Aggregation can be performed in various ways, depending on the specific task and model architecture. One of the most common aggregation methods is global pooling (e.g., average pooling or maximum pooling) across all image patches.

This means that for each vector (function) dimension in each patch's representation, the average value (or maximum value) is taken across all patches. This produces a single fixed-length vector that represents an aggregated representation of the entire image.

Another aggregation method would be to use additional layers within the transform that aggregate information from different parts of the image. For example, after the transformer layers, additional attention layers or convolutional layers can be added to process the patch representations and produce the final aggregated representation.
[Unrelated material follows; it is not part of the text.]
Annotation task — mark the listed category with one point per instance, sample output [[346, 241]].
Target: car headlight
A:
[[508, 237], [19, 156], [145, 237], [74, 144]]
The aggregated representation is then fed to a classifier, which produces a prediction for a specific task, such as image classification.

Since then, many extensions have been invented to overcome some of the problems and improve performance, despite the possibility of parallelization of calculations. For example, classic VaiT requires a lot of data and is often overtrained.

Since then, several modifications and improvements to the VIT architecture have been proposed. Here are some of them:

DeiT (Data-efficient Image Transformer). DeiT uses knowledge distillation for effective learning. Knowledge from complex models is transferred to simple ones. The architecture uses pre-trained models such as large CNNs as teachers to determine the transformer.

Since the main problem of transformers in the original formulation is their susceptibility to overtraining, distillation turned out to be the best method for neuron augmentation.

ViT-Lite. It works on the principle of reducing the size and complexity of the transformer model for use, for example, on mobile phones. The number of parameters is reduced, the architecture is simplified, and quantization is applied to embendings/vector representations of patches.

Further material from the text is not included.